Research shows that only 10% of businesses succeed at strategy implementation on a consistent basis.
‘Plans are only good intentions unless they immediately degenerate into hard work’ – Peter Drucker.
For some companies, the culprit is a flawed strategy, resulting from a poor decision-making process that focuses on the wrong things. For others (which can represent as much as 75% of the cases, in some studies), the issue lies with strategy implementation, as they fail to quickly translate important strategic decisions into actions.
So how do the top 10% manage to achieve dependable strategic excellence?
- Their strategy is sound. It is the output of an objective ‘thinking exercise’ about the strategic issues the company faces. Their strategy creates focus and sets achievable goals. It presents a realistic scenario based on explicit assumptions, tested hypotheses and a pragmatic competencies match.
- The analysis work is objective. Their strategy implementation process is the result of a tough-minded analysis – a mix of quantitative data, blended with experience-based wisdom, insight and risk taking. It is created through sound decision-making, mindful of cognitive biases which create perceptual distortion, inaccurate judgment, illogical interpretation or irrationality.

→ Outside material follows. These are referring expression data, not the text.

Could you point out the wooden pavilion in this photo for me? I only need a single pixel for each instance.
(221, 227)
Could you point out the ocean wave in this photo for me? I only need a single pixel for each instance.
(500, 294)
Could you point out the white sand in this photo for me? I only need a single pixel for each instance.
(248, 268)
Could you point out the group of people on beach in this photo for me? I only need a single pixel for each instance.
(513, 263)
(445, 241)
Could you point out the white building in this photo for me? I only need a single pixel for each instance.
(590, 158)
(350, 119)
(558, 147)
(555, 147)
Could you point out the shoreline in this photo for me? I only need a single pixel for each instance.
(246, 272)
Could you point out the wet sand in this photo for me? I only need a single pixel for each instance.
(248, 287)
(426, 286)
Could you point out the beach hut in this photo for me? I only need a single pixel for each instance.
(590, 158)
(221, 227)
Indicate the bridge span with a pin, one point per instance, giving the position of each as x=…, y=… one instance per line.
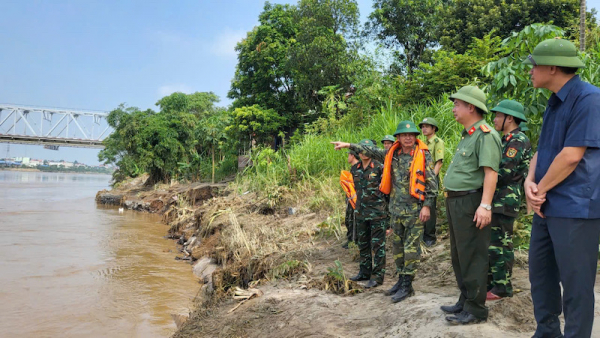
x=52, y=126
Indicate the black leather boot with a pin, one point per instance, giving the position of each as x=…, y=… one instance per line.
x=406, y=290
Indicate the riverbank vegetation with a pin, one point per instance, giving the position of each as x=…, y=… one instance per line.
x=309, y=74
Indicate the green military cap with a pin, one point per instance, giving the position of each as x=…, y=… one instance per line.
x=431, y=121
x=367, y=142
x=523, y=126
x=405, y=127
x=512, y=108
x=554, y=52
x=472, y=95
x=388, y=138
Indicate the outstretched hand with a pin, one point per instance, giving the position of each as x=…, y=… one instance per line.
x=340, y=145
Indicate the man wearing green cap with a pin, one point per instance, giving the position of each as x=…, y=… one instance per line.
x=387, y=141
x=563, y=188
x=349, y=221
x=470, y=183
x=409, y=179
x=429, y=127
x=371, y=218
x=516, y=154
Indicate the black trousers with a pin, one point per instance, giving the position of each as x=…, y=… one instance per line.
x=469, y=250
x=563, y=251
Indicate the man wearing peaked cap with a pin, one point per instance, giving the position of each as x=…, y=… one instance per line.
x=516, y=154
x=563, y=188
x=409, y=179
x=429, y=127
x=470, y=183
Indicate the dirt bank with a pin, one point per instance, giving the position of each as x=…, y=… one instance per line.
x=282, y=257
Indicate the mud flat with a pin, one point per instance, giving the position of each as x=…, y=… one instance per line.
x=265, y=271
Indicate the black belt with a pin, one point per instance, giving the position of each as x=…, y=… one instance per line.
x=461, y=193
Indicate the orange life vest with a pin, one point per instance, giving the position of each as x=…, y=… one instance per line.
x=417, y=171
x=347, y=183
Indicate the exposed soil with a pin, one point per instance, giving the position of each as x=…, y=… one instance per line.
x=243, y=246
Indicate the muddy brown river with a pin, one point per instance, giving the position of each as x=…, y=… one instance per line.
x=69, y=268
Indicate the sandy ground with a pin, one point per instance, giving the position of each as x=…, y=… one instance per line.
x=286, y=309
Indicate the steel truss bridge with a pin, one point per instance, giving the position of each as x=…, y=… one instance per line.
x=52, y=126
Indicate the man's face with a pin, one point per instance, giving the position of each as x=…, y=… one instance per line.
x=461, y=110
x=498, y=121
x=387, y=145
x=427, y=129
x=540, y=76
x=407, y=140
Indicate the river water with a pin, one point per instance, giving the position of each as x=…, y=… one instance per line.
x=70, y=268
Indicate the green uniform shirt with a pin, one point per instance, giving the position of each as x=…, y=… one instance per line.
x=514, y=167
x=436, y=148
x=401, y=202
x=476, y=149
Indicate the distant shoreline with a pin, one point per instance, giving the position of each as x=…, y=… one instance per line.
x=49, y=171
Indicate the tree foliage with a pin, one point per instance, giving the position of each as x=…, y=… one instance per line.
x=462, y=20
x=293, y=53
x=407, y=26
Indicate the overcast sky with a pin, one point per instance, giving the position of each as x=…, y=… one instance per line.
x=96, y=54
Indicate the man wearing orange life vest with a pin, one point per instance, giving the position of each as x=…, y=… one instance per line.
x=349, y=221
x=410, y=180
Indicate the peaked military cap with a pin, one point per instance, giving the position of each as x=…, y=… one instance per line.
x=472, y=95
x=431, y=121
x=512, y=108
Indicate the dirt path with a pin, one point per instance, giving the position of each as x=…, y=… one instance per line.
x=286, y=309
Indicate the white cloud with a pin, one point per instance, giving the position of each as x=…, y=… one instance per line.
x=170, y=89
x=224, y=43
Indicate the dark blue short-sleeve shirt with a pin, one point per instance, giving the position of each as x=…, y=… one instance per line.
x=572, y=119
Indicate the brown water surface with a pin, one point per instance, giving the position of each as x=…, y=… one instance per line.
x=69, y=268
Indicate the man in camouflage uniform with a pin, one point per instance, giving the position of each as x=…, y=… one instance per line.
x=407, y=213
x=371, y=218
x=349, y=221
x=387, y=141
x=516, y=154
x=429, y=127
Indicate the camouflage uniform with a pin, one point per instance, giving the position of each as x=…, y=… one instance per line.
x=371, y=219
x=514, y=166
x=404, y=209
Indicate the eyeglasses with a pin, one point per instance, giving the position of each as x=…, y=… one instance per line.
x=532, y=60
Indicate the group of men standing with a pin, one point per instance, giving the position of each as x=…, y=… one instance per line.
x=483, y=188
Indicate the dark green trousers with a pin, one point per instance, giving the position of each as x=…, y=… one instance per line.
x=469, y=250
x=429, y=228
x=371, y=243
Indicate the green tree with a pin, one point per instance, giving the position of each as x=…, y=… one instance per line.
x=461, y=20
x=254, y=123
x=292, y=54
x=408, y=26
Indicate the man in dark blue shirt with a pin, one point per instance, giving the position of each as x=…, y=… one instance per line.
x=563, y=188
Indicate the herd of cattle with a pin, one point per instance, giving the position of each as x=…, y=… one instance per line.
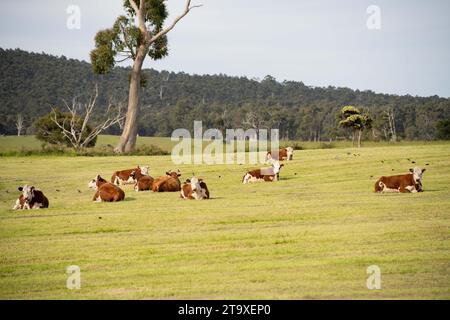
x=195, y=188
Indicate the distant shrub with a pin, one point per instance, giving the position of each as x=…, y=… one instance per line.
x=326, y=145
x=49, y=132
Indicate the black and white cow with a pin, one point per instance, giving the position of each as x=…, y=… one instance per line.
x=31, y=198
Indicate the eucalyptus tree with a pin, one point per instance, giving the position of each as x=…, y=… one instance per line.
x=139, y=33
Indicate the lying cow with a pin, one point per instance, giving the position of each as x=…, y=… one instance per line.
x=31, y=198
x=168, y=183
x=143, y=182
x=411, y=182
x=194, y=189
x=281, y=155
x=264, y=174
x=105, y=191
x=124, y=176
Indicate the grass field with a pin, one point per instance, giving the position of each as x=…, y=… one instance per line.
x=311, y=235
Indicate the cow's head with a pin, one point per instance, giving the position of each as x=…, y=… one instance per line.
x=417, y=174
x=144, y=170
x=96, y=182
x=28, y=192
x=195, y=184
x=290, y=153
x=173, y=174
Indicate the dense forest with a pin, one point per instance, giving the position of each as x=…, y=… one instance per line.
x=31, y=84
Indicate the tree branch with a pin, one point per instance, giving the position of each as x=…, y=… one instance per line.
x=163, y=32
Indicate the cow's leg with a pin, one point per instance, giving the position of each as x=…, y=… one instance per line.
x=411, y=189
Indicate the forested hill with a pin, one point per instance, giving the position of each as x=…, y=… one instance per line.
x=31, y=83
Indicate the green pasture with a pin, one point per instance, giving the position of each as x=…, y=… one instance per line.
x=310, y=235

- Their strategy provides perspective. It reflects a deep understanding of the company’s competitive environment, external market trends, and relevant structural changes. It is insightful, adopts a long-term view and takes a position to address uncertainty. This perspective is often gained through processes that enable accurate and up-to-date market information that flows from staff closest to the customers back up the decision makers, allowing them to become aware of both opportunities and threats on a near real-time basis.
- Their strategy process is effective. Less time is spent on running a ‘process’, and more time on having thoughtful conversations with the right people about strategic issues and opportunities. It focuses on asking the right questions, and on making deliberate rational choices. The resulting strategy provides focus on the critical few strategic moves that will lead to future success. It is believable as the validity of the plans is regularly challenged.

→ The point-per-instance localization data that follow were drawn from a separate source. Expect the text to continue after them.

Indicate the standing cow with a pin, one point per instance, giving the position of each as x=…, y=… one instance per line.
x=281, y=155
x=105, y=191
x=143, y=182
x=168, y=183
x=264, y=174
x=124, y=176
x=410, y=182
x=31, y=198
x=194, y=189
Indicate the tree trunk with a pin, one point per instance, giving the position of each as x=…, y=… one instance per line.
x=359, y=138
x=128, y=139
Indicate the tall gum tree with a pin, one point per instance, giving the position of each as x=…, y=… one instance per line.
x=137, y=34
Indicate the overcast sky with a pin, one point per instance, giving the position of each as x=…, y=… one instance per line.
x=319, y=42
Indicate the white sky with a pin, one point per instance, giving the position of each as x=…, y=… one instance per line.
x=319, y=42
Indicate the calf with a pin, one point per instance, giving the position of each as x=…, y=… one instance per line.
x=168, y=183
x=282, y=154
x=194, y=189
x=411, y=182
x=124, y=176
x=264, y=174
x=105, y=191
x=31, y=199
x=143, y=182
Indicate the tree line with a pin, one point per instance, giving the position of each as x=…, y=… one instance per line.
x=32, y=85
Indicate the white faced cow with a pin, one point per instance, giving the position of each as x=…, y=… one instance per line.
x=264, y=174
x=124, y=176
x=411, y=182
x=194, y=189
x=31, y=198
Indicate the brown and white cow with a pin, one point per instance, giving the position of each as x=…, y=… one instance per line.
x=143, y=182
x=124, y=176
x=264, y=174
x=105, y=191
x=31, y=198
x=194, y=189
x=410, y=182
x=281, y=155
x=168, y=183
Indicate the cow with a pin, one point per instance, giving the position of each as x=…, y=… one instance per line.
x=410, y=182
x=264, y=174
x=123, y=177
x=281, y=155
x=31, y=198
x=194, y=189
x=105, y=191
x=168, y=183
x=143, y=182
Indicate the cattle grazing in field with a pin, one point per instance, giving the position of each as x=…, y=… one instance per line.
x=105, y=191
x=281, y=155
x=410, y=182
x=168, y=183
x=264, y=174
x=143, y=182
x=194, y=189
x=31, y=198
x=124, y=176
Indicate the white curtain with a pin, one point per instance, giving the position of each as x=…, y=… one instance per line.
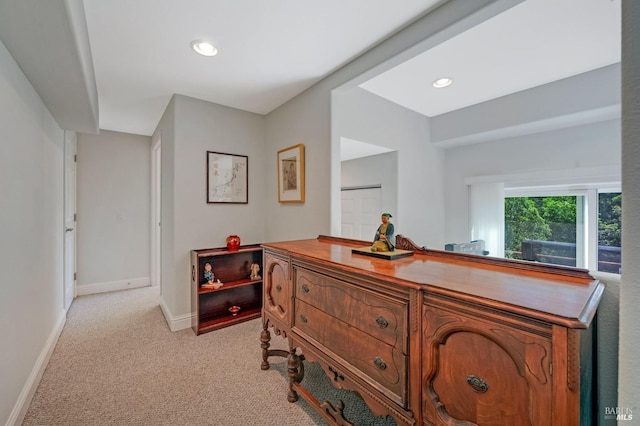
x=486, y=202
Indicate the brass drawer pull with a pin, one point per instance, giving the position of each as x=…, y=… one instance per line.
x=379, y=363
x=336, y=374
x=382, y=321
x=478, y=385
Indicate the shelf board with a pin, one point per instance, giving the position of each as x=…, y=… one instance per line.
x=227, y=320
x=229, y=285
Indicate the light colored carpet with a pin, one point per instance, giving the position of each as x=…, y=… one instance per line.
x=117, y=363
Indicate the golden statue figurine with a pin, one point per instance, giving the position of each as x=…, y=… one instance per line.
x=384, y=239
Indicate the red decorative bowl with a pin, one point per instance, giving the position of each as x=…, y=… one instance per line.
x=233, y=242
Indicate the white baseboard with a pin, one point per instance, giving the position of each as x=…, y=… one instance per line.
x=175, y=323
x=113, y=286
x=29, y=389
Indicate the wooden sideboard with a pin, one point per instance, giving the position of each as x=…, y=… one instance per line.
x=435, y=338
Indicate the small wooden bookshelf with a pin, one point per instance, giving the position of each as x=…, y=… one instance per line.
x=240, y=297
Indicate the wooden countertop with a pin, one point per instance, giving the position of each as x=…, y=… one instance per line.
x=565, y=296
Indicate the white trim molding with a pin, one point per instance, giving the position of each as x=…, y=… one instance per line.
x=85, y=289
x=175, y=323
x=31, y=385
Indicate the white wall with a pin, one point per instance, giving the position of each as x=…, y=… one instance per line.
x=361, y=115
x=630, y=288
x=595, y=146
x=31, y=246
x=190, y=128
x=307, y=119
x=113, y=205
x=380, y=169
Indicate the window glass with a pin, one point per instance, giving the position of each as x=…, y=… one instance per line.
x=609, y=232
x=543, y=229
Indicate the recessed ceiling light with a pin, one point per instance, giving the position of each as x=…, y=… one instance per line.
x=204, y=48
x=442, y=82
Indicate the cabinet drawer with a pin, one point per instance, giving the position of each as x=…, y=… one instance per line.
x=384, y=364
x=381, y=317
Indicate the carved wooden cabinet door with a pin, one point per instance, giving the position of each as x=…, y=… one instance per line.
x=486, y=371
x=277, y=288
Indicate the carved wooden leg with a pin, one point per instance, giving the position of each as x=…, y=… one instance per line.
x=265, y=338
x=293, y=361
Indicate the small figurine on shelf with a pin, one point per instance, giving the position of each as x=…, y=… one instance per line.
x=255, y=268
x=209, y=276
x=384, y=239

- Their strategy is viewed as a continuous journey. It emanates from a flexible calendar, allowing the company to adapt and respond with agility to rapid market changes. Detailed road maps are the backbone of their strategy implementation, but the process is dynamic and fluid as the plans are continuously evolving, to mitigate unexpected threats and seize fleeting opportunities, while at the same time not losing sight of the overall strategy and its boundaries.
- Actions result from the strategy. The strategy gives a purpose, is executable and spells change – it is not a plan for a plans’ sake, or a series of meaningless graphs or statements, disconnected from reality. It provides something tangible against which to align capabilities and mobilise people to build a business. Where necessary, the strategy drives rapid reallocation of funds, people, and attention to support the strategic priorities. Unsuccessful initiatives are stopped rapidly to avoid wasting resources that could be redeployed.

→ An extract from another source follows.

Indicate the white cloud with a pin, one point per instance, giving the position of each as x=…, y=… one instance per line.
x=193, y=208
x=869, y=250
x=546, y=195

- The execution of the strategy is actively managed. The strategy is translated into programmes, detailed action plans, and focused capabilities build-up plans. Change is actively managed: core to the execution is the ability to seize opportunities aligned with strategy while coordinating with other parts of the organisation on an ongoing basis. The execution is guided by the top executive team and driven by the management teams across the company. Focus is on ensuring that the strategy is understood throughout the company, and on facilitating the peer-to-peer co-ordination, agility and teamwork required in volatile markets. The leaders, who are closest to the situation and can respond most quickly, make the important decisions.
- The operations of the company are aligned with strategy as it gets translated into objectives that then are cascaded down the organisation, and integrated as part of operational plans and budgets. Processes and ways of working are aligned with the goals and the strategy, through tools such as management by objectives, and balanced scorecards that capture outcomes and leading indicators of those outcomes. In addition, such processes provide a structure to coordinate activities across units, to explicitly map dependencies, and define performance commitments across silos.
- The strategy is communicated time and time again. The message is clear, simple and consistent, and focused on what matters most. It shows genuine engagement with employees – it explains the logic behind the strategy, and states how employees can participate, and help with its successful execution. Communication success is measured in terms of how well the message has been understood throughout the company.
- The employees are committed to the strategy. Much time is spent on strategy and there is a continuous commitment such as reviews on an on-going basis to measure progress and achievement. The strategy becomes the driving force behind everything the company does – with employees having a clear sense of their respective roles and responsibilities. Decision rights and parameters are defined for employees at all levels. They are then empowered, incentivised, and held accountable for the delivery of specific results, through a clear link between performance and rewards.
A recent survey of more than 400 global CEOs found that achieving this type of strategic excellence is the number one challenge facing corporate leaders in Asia, Europe, and the United States. It headed a list of approximately 80 issues, including innovation, geopolitical instability, and top-line growth.